How to Measure Capacity Planning in a Contact Center

Capacity-plan health is the gap between planned and actual:

  • AI containment vs. plan: percentage of contacts AI actually handled vs. the planned share; the headline gap signal.
  • AI concurrency p99: highest concurrent sessions where p99 stage latency stays inside SLA; the safe ceiling input to the plan.
  • fi.evals.ConversationResolution: per-call quality score; falling resolution means the plan’s containment assumption is degrading.
  • fi.evals.TaskCompletion: per-call task-completion score; pair with resolution for AI containment quality.
  • Token-spend per resolved call: cost-side feedback into the plan; a rising number means cost-optimized routing or a smaller model needs to enter the next cycle.
  • Provider rate-limit utilization: dashboard signal that exposes the upstream ceiling capacity plans often miss.
from fi.evals import TaskCompletion

task = TaskCompletion()
result = task.evaluate(
    input="Reset my password and send the link to my email.",
    output="Password reset link sent to j.doe@example.com."
)
print(result.score, result.reason)

Common Mistakes

  • Treating AI concurrency as elastic. It is bounded by the slowest stage — usually the LLM at p99, sometimes the STT provider’s rate limit.
  • Sizing capacity to last quarter’s containment. Containment drifts; size to the next quarter’s expected containment with a quality-degradation buffer.
  • Skipping load tests after a model change. New model = new latency curve = new safe concurrency ceiling = new capacity plan.
  • Modeling token cost on average prompt length. Long-context calls move the average up fast in agentic stacks; budget on p95 prompt size.
  • Ignoring upstream provider commits. STT, TTS, and LLM provider rate limits cap the AI tier regardless of in-house capacity.

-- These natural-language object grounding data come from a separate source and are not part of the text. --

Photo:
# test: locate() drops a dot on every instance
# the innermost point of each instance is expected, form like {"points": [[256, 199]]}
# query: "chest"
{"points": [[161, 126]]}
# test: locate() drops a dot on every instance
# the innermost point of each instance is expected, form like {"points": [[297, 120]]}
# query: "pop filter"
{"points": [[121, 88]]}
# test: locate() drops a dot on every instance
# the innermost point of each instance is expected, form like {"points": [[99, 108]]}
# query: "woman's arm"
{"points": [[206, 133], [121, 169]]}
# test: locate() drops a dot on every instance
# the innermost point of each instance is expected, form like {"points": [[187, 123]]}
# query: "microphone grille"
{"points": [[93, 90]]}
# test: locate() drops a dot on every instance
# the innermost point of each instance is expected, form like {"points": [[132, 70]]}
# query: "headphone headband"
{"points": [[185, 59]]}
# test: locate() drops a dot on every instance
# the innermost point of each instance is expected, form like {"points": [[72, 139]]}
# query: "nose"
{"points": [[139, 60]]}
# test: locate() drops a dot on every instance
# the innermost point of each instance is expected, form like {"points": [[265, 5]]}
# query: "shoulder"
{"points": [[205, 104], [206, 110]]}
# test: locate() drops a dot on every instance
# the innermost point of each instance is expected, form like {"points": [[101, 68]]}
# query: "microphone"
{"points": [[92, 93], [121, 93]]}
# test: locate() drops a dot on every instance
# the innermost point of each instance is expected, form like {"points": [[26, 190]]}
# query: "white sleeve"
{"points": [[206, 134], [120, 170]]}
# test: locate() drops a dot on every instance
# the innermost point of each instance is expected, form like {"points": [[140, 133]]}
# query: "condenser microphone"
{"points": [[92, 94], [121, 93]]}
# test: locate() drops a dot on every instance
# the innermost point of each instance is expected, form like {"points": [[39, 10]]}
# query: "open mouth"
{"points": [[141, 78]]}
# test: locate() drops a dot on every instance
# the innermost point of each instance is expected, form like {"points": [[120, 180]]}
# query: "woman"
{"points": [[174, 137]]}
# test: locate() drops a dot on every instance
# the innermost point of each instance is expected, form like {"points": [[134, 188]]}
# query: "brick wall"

Frequently Asked Questions

What is capacity planning in a contact center?

Capacity planning is the long-horizon sizing of human seats, AI agent concurrency, telephony lines, and supporting systems to meet forecasted contact volume at a target service level.

How is capacity planning different from workforce planning?

Workforce planning operates at the week or intra-day scale to schedule existing capacity. Capacity planning operates at the quarter or year scale to decide how much capacity should exist in the first place.

How does FutureAGI support capacity planning?

FutureAGI's load tests via LiveKitEngine and ScenarioGenerator give the AI tier its honest concurrency ceiling, and live ConversationResolution scores feed re-planning when AI quality drifts.